On Thu, 05 Jun 2014 08:45:47 GMT, Tavi wrote:

interface Foo { void foo(); }
class FooImpl { override void foo {} }
	
shared static this {
  auto thriftServerSettings = new VibedThriftServerSettings;
  thriftServerSettings.port = 9090;
  thriftServerSettings.bindAddresses = ["::1", "127.0.0.1"];
 
  // use default TBinaryProtocol, TBufferedTransport
  alias FooService = VibedThriftService!(Foo, FooImpl); // use default TBinaryProtocol, TBufferedTransport
 
  listenThrift!FooService(thriftServerSettings);
}

For each connection a new FooImpl processor object will be created. Maybe using a free list (or typed custom allocator) would be better.

I'm not sure if I agree with your rationale for creating one service instance per connection. In the Thrift universe, a service is semantically something stateful which clients can invoke methods on via a stateless connection. In this regard, Thrift is actually very similar to a REST architecture. For example, the instance implementing Foo would typically access some database or your in-process domain model.

Thus, there needs to be some way for whatever processes the client request to access that state. In the vanilla Thrift library (in the C++, Java and, by extension, also D implementation), this is achieved by having one instance of the service interface implementation per server.

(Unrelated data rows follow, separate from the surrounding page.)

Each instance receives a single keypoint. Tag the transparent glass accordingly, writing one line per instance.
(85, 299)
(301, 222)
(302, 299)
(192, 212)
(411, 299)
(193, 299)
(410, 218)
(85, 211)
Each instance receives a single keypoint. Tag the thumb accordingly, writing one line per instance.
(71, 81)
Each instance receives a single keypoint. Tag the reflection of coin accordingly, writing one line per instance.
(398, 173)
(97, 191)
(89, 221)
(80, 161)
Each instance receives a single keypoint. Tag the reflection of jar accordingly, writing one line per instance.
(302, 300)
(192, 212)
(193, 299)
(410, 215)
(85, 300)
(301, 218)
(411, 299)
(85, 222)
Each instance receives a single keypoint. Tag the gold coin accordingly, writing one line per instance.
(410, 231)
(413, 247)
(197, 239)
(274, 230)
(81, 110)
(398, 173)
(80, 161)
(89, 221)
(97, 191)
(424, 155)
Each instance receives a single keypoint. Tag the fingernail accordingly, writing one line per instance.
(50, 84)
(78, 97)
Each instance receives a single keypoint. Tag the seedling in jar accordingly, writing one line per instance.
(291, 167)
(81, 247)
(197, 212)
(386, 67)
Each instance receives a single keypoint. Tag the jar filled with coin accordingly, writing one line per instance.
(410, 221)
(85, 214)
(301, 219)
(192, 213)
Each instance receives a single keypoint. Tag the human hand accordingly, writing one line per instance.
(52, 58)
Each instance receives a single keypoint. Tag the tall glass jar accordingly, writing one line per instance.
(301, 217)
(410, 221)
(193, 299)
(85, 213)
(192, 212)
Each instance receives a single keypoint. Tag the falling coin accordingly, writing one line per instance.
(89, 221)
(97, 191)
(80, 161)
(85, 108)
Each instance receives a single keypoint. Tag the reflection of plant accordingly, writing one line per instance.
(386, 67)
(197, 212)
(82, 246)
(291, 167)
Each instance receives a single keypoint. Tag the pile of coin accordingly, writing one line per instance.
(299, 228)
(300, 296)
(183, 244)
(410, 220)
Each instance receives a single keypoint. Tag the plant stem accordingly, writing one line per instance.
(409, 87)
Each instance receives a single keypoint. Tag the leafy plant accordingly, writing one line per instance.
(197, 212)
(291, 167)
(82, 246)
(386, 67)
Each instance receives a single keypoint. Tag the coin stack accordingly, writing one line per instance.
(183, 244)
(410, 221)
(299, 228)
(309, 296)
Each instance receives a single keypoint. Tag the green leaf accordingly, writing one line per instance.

Now, of course, in some cases, keeping the connections entirely stateless is just not enough. You mentioned one of them, authentication. One way, of course, would be to push all authentication concerns down to the transport layer. This precludes for example simply using RPC calls for "logging in", though (and let us ignore the question on whether this is a good pattern in the first place for now). For this reason the vanilla Thrift implementation, if conceptually geared towards a stateless model, offers an opportunity to attach contextual information to a connection, either by writing a custom TProcessorFactory to create a processor instance per connection, or by using a TProcessorEventHandler. You could write a custom

I'm almost certain that it is possible to find a more natural, less "Java-ish" design for this in the context of the Vibe.d I/O model. However, it will need to address the question of how to share state somehow.